Я поворачиваюсь, и смотрю, как Камилла удаляется с нашим сыном. Ей не нужно знать обо всем, что я сделал, чтобы удержать ее со мной. Последствия моей лжи и обмана очень болезненны для меня самого, так как отталкивают меня от моей семьи. Но я бы предпочел быть несчастным, чем причинить ей боль. В жизни мы совершаем вещи, которые, на первый взгляд, казалось бы, не важны и не имеют смысла, но которые через некоторое время переворачивают весь твой мир. Находиться здесь и сейчас, празднуя первый годик жизни моего сына, — это больше чем то, о чем я мог только мечтать.
Выйдя из толпы празднующих, я направляюсь через холл в комнату Грейсона. Его комната наполнена смехом, и посреди нее стоит Камилла, играя с пальчиками Грейсона.
— Тебе сегодня исполнился годик, детка, - воркует она, взмахивая руками в воздухе. — Да, ты такой большой мальчик. Ты счастлив?
Я прислонился к косяку, наблюдая за самыми важными для меня людьми во всем мире. Несмотря на то, что физически мы с Камиллой находимся в одной комнате, и даже стоим так близко друг от друга, что можно протянуть только руку, в эмоциональном плане нас разделяют тысячи миль.
— Айден.
— Как ты узнала, что я здесь?
Она пожимает плечами, надевая на Грейсона шортики.
— Я просто знаю. Я чувствую, когда ты рядом. Я чувствую, что ты пялишься на меня.
Она поворачивается и смотрит мне в глаза. Мы стоим и глядим друг на друга.
— Вы веришь в мораль, Айден?
— В некотором смысле, да.

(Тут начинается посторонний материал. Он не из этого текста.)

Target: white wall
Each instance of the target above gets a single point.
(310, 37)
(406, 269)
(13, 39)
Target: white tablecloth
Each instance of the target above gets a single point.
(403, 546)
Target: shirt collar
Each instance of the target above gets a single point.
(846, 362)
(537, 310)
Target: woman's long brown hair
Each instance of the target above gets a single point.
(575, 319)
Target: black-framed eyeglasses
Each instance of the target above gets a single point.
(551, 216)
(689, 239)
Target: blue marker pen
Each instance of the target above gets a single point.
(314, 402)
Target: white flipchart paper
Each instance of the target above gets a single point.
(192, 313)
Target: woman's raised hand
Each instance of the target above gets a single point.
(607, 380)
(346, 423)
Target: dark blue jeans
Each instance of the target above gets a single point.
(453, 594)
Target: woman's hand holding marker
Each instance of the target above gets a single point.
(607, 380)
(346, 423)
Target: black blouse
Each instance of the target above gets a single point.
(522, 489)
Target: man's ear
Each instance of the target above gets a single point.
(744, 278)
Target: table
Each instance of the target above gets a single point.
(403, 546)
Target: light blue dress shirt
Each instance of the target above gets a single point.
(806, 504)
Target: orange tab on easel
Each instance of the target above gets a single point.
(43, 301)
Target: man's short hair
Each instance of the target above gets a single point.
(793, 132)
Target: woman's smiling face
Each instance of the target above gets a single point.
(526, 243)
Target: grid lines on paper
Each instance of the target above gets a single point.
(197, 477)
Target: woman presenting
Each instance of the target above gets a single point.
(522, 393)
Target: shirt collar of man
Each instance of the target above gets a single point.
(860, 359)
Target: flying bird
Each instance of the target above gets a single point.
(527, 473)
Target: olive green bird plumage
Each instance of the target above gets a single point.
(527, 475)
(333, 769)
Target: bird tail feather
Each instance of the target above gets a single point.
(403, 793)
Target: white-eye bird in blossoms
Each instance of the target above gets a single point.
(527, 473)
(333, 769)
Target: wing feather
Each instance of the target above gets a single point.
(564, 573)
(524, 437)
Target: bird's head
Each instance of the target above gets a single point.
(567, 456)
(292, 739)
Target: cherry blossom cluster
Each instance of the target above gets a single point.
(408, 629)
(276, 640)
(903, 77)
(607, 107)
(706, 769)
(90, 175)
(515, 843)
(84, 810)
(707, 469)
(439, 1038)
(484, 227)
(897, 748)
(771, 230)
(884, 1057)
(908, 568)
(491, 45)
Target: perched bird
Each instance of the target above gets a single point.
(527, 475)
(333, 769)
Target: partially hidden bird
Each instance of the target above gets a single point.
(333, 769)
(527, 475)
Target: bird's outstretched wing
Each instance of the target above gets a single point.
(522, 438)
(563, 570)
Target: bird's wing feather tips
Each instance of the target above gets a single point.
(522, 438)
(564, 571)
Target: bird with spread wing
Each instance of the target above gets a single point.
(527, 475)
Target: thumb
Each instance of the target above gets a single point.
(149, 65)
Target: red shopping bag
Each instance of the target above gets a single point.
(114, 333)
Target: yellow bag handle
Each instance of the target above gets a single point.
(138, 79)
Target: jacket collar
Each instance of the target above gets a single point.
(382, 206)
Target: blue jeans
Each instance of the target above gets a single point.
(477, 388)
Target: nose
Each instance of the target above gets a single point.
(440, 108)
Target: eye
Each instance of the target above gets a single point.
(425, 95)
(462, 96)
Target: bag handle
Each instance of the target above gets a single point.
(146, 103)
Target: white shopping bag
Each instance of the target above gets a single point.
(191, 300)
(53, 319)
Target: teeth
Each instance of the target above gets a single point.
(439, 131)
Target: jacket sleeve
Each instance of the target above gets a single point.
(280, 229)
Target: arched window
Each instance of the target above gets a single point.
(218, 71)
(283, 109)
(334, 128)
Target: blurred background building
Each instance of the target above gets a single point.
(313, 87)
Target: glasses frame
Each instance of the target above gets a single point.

А почему ты спрашиваешь?
— Как ты можешь говорить, что веришь, если у тебя ее нет?
Я не отвечаю.
— Я понимаю, почему ты здесь, и почему ты всегда приходишь. Я понимаю, что ты не хочешь быть со мной. Я уже смирилась с этим. Но, пожалуйста, будь честен по отношению ко мне. Когда ты смотришь на меня так, будто хочешь прижать к стене и заклеймить, как свою женщину – это больно. Я просила тебя впустить меня в твою жизнь, чтобы мы могли быть вместе. Мне это необходимо. Но я уже смирилась с тем, что нам не быть вместе, поэтому, мне кажется, будет правильным, если мы будем двигаться дальше каждый сам по себе.
— Я знаю.
Захожу в комнату, так как мне нужно находиться рядом с ней, почувствовать ее. Коснувшись ее обнаженного плеча, я ощущаю, как ее тело дрожит под моими пальцами. Как бы мне хотелось, чтобы она отпустила все это и забыла о моем прошлом.
— Мы всегда можем вернуться к тем отношениям, какие были раньше.
— Айден, - тихо говорит она. — Нет, не можем. Я хочу большего.
Она замолкает и поворачивается ко мне лицом.
— Ты меня отпускаешь?
Я киваю.
— Это значит…
— Ты хочешь двигаться дальше?
– мой голос становится стальным, и моя хватка на ее плече усиливается.
— Я не обязана отвечать на этот вопрос. Это мое личное дело. Все, что тебя требуется знать, это то, что наш сын любим, и находится в полной безопасности. Я ценю то, что ты даешь мне такую жизнь …
— Я даю такую жизнь нашему сыну.
Она вздрагивает, как только я произношу «нашему сыну».
— Хорошо, как тебе будет угодно. Я ничего не могу больше сделать.